When I look back at the week, I see now that I should have known it would come. I had forgotten to pray every day. I had given in to judging. I had given myself over to apathy with the nice living conditions at the guest house. I had even decided that it was alright.
We arrived back here in Chepilat and things seemed to be going all wrong. When I would pray, I knew there was something in the way, because I didn’t have any passion for outreach in the community. Having an energy to be in the community was something, and it seemed like one of the only things, that God had equipped me with, so when it wasn’t there, I didn’t know what to do. I guess the things I have seen in the past few months have been really great, so when the gifts that God had given me didn’t seem to be there, I really felt at a loss.
So I went outside to pray.
The thing that I was shown was my unfaithfulness to the gospel. Love your enemies is what He said. I would repeat this to the tribes who were full of hatred toward each other, but in the little things it was hard for me to love people for who they were. I was telling people that judging would ruin relationships, but after all that I would still do it. Hypocrisy comes easiest when you apathetically don’t care.
Back when we were in training things were so easy. Every day was either a celebration of the little church we had going there, or was full of spiritual growth. We saw God in just about everything. God was making himself very clear to us.
We are now far from there. The past week for all of us has been hard for many different reasons, and I have realized that I have forgotten many things that should never be forgotten. I can’t see what I could just a few weeks ago. It is very sad when you can’t see the light that keeps you going. ‘Every lament is a love song.’
That night when I went out to pray, God told me one thing, and made it very clear: that the faith I had in training was the first step, but that He required something more.
When the light in a dark room is turned on, do you have any doubt of what is in the room? But what happens when the light is turned off, and you are asked to start walking? Faith is strongest when you can’t see.
That night He still said ‘Go’.

Praises:
-God faithfully teaching
-Safe trips
-The relationships we are building here

Prayer Requests:
-Strength in our team as we are down a member
-Stef’s time in Nairobi
-Strength in Chepilat Mennonite Church

1 comment:

Barb said...

Thanks for a wake-up call that I needed to hear again. Living in our busyness and constant abundance - and it's still relative abundance despite the current state of the American economy - it's so easy to be complacent and apathetic. Two quotes came to mind as I read your post: "The opposite of love is not hate, but apathy" and "Depression is just anger without enthusiasm." I heard this Franciscan blessing again last night and want to share it:

May the Lord bless you with dissatisfaction over easy answers, half-truths and superficial relationships so that you may live in the depth of your heart.

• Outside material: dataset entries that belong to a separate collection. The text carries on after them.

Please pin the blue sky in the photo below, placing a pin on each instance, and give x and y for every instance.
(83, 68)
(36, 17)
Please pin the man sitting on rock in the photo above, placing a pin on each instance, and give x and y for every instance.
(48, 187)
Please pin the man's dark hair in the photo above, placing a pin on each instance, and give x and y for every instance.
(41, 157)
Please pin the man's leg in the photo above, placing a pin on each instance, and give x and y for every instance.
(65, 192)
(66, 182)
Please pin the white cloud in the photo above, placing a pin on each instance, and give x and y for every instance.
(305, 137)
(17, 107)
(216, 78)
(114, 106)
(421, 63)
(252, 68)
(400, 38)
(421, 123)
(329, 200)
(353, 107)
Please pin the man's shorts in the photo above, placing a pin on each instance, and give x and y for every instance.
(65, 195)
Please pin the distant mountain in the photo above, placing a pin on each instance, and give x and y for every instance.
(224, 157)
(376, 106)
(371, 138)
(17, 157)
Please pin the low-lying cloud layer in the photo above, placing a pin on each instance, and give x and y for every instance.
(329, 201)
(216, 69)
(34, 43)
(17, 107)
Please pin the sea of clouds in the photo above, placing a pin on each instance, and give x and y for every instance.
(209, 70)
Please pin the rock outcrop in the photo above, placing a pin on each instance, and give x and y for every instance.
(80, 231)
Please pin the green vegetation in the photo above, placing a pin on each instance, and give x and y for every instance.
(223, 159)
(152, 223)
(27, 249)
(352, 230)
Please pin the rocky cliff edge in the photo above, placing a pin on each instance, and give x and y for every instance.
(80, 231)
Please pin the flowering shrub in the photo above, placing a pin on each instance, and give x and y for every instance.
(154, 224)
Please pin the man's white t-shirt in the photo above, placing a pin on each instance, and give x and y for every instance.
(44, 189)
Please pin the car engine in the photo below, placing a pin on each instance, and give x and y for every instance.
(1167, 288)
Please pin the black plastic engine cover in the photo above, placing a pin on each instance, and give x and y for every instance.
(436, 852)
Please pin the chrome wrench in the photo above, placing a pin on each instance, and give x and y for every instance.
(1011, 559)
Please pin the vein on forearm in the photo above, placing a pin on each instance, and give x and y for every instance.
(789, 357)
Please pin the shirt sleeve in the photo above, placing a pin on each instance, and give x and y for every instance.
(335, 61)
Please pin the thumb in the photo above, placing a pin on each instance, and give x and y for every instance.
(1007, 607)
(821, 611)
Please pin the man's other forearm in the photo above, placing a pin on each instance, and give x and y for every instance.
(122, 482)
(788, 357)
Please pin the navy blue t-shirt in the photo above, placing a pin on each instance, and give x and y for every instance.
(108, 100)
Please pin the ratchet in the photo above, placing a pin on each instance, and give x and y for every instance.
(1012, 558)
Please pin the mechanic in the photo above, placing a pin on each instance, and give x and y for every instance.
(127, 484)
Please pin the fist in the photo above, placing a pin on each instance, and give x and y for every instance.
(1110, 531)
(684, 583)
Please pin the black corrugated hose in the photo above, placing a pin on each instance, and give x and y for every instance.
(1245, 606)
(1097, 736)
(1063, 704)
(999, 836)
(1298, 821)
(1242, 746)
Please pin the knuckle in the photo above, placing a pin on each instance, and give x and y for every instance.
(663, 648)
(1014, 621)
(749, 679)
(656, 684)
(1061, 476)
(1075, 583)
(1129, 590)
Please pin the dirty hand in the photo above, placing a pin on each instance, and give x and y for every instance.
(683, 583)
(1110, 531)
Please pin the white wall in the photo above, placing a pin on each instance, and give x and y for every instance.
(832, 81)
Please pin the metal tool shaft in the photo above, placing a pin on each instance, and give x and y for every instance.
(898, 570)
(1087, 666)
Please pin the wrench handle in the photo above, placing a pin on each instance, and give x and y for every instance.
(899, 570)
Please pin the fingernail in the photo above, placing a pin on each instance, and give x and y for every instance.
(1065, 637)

May the Lord bless you with anger
against injustice, oppression and the exploitation of others so that you may commit yourself to justice, freedom and peace.

May the Lord bless you with flowing tears, weeping for the victims of hardship, rejection, famine and war, so that you may reach out your hands to console them and transform their sorrow into joy.

And may the Lord bless you with enough foolishness to believe that you can make a difference in this world and succeed in bringing about what others say is impossible.